Malla Nunn kannte ich bisher als Krimiautorin, deren Romane im Südafrika der 1950er Jahre spielen. Als ich las, daß es von ihr einen neuen Roman gibt (kein Krimi!) interessierte er mich sofort und ich freute mich sehr, daß er unterm Weihnachtsbaum lag!

Der Inhalt

Januar 1965 in Swasiland: Schulbeginn an der Keziah Christian Academy, einem Internat ausschließlich für ›Mischlinge‹. Adele Joubert ist gut darin, nicht anzuecken: immer lächeln, die Regeln befolgen, keinen Ärger machen. Doch nun kommt eine Neue aufs Internat, und Adele büßt ihren Platz in der Gruppe der privilegierten Mädchen ein. Sie muss mit der Querulantin der Schule in die Kammer der toten Lorraine ziehen, wo es spukt …
Mit Hilfe der Lektüre von Jane Eyre entflieht Adele ins ferne nasskalte England, doch die Internatswirklichkeit holt sie bald wieder ein, und sie sieht sich um ihre Wahrheiten kämpfen. (© Ariadne Verlag)

Meine Meinung

Dieser Roman hat mir sehr gut gefallen. Spannend, empathisch und mit leisem Humor erzählt Malla Nunn von Adele. Der Vater hat „tiefe Taschen“, wie es an einer Stelle heißt, das bedeutet, daß er seine Zweitfamilie finanziell großzügig unterstützt. Jeden Donnerstag begleitet Adele ihre Mutter zur Telefonzelle des Dorfes, in dem sie leben, wo sie mit dem Vater telefonieren, manchmal kommt er auch, um sie zu besuchen. Er finanziert außerdem Adeles Internatsausbildung.
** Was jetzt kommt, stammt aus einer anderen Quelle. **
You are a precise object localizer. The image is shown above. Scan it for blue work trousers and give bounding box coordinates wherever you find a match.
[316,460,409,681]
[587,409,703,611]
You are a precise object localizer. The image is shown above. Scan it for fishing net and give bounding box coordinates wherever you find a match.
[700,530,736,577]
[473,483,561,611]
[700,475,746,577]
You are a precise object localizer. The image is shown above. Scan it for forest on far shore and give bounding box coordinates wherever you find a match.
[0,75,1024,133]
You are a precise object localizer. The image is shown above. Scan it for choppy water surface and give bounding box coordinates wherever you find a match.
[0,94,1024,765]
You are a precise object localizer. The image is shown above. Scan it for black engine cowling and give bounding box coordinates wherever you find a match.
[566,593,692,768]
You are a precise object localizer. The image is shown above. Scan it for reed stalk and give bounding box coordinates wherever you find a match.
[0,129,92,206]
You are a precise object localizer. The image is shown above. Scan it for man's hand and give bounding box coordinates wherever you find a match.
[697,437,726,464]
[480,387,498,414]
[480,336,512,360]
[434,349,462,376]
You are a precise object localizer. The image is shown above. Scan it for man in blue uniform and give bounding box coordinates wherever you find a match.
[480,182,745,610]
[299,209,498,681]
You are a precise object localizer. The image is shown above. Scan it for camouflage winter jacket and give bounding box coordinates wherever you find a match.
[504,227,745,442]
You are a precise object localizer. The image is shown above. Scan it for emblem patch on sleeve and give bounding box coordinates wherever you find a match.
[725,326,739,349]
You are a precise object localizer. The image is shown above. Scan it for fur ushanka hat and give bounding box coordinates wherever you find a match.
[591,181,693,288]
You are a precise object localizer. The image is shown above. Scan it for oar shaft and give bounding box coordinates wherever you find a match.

Mit Adele erleben wir Leser:innen den Alltag in dieser Schule, in der ausschließlich Mischlingskinder unterrichtet werden. Auch dort gibt es klare Hierarchien und einen Verhaltenskodex unter den Schüler:innen. Die Kinder wohlhabender Eltern werden besser behandelt als die Armen: Sie bekommen größere Essensportionen (schließlich haben sie mehr bezahlt oder gespendet), müssen nicht in einer langen Schlange anstehen, um ihre  gebrauchtenSchulbücher zu erhalten (die die anderen selbst mitbringen) und werden bei der morgendlichen Sauberkeitsinspektion übergangen. Und wem es glingt, mit den „Oberligamädchen“ zusammen zu sein, genießt Ansehen unter den Mädchen. Zu dieser Oberliga gehörte Adele bisher und der Schock ist groß, als sie nach den Ferien nicht nur ihren Platz in der Clique einbüßt, sondern auch noch mit Lotti Diamond in ein Zimmer gesteckt wird, einem Mädchen, das „halb jüdisch, ein Viertel schottisch und der Rest rein Zulu“ ist. Aber im Laufe des Romans beginnt Adele sich zu ändern. Sie merkt, daß Lotti zwar im Gegensatz zu ihr nicht höflich und brav ist, sich aber ihre eigene Strategie geschaffen hat, mit den Demütigungen zurecht zu kommen, die ihr zugefügt werden. Und so beginnt Adele selbst, die Regeln, die sie bisher so brav und unreflektiert befolgt hat, immer öfter zu hinterfragen und sich zu verändern.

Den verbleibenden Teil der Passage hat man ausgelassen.